North Dakota certifies June primary results, turning page to general election
Katie Hemmer's win in Jamestown is now official, and Stutsman County's June 9 primary results are locked in statewide. The county now turns fully to the Nov. 3 general election.

Katie Hemmer’s victory in the Jamestown mayoral race is now official, along with the rest of Stutsman County’s June 9 primary results. The North Dakota State Canvassing Board certified the 2026 primary on June 24, closing the final statewide step that turns local returns into legally settled election results.
For Jamestown and the surrounding county, that means Hemmer’s win over incumbent Dwaine Heinrich and challenger Pat Davis Sr. is no longer provisional. It also means the county’s other primary contests, including countywide vote totals recorded in Stutsman County’s results file, are now locked in as the official record that will carry the region into the November election season.

The certification followed a standard county-to-state process built into North Dakota election law. County auditors must certify election results to the secretary of state within 13 days after Election Day, and the secretary of state must call the State Canvassing Board no later than 17 days after the vote. All 53 county canvassing boards submitted their results before the state board acted, confirming that the June primary had cleared every required local review.
That local review matters in Stutsman County because county canvassing boards are the first line of final verification after precincts report unofficial totals. They review precinct-level results within each county and certify county contests, giving voters, candidates and local governments a final count they can rely on before shifting attention to the next election cycle.
Statewide, North Dakota officials said 125,225 eligible voters participated in the 2026 primary, a turnout rate of 20.86%. Absentee and mail ballots accounted for 39,644 sent and 34,756 returned, an 87.67% return rate, while another 17,288 voters cast early ballots. In Stutsman County, unofficial election-night reporting showed 3,417 ballots cast.

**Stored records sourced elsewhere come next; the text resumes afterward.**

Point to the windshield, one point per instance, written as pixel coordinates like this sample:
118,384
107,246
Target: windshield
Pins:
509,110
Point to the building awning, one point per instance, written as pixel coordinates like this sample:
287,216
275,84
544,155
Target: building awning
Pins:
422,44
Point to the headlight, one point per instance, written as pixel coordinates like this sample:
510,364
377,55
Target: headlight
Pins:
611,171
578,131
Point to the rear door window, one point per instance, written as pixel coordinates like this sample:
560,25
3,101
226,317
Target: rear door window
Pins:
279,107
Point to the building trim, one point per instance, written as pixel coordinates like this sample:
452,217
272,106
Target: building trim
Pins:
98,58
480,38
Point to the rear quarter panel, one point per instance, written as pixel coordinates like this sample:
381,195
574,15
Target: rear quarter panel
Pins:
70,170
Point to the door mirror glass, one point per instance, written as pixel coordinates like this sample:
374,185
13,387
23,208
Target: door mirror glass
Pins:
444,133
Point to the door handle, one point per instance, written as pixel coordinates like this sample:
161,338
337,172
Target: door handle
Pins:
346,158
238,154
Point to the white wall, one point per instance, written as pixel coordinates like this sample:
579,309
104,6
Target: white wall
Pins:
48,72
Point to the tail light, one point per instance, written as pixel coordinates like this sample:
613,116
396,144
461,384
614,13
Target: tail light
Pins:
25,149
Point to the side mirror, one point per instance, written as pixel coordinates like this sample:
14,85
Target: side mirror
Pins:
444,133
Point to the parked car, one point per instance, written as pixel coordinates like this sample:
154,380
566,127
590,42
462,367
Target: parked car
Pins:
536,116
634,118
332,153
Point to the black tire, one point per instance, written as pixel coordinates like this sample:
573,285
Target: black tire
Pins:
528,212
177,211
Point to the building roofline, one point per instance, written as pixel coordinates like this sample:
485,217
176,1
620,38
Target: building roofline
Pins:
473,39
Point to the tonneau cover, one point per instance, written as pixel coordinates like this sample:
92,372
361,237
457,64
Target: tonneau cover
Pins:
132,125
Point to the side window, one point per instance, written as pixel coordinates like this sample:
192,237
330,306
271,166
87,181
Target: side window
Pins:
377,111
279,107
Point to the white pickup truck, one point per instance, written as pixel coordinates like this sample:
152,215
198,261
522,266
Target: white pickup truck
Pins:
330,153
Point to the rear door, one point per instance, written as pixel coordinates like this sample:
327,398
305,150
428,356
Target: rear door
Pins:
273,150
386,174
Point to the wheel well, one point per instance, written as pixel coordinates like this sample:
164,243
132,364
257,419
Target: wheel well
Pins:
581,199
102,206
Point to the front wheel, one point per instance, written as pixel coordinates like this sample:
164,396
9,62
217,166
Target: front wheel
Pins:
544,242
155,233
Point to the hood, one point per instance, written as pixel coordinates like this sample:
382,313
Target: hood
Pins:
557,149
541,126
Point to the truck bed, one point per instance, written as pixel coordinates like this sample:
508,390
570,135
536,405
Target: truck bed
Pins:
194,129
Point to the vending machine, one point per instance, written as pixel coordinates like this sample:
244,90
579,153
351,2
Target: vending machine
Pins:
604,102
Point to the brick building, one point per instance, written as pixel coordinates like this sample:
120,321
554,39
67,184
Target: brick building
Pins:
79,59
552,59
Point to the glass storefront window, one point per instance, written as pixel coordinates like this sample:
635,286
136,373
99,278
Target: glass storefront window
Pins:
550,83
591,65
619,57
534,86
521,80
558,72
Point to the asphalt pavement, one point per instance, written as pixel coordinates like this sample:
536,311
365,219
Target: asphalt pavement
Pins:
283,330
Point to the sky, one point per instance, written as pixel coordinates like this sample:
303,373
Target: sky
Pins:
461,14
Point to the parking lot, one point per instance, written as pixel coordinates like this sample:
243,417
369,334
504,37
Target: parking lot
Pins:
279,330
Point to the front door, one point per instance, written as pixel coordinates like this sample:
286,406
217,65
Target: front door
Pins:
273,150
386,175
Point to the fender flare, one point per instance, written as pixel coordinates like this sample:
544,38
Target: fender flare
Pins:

The certified results now set the stage for the general election on Nov. 3, when candidates and party organizations will pivot from primary contests to the fall ballot. In Bismarck, the State Canvassing Board is made up of Secretary of State Michael Howe, State Treasurer Thomas Beadle, Clerk of the North Dakota Supreme Court Petra Mandigo Hulm, and the state party chairs or designees for the two parties that drew the highest vote for governor in the last gubernatorial election.
North Dakota took the same step after the 2024 primary, when state officials certified those results on June 26, 2024. This year’s June 24 certification gives Jamestown and Stutsman County the same procedural finish: the June primary is over, and the November ballot is now the next official test.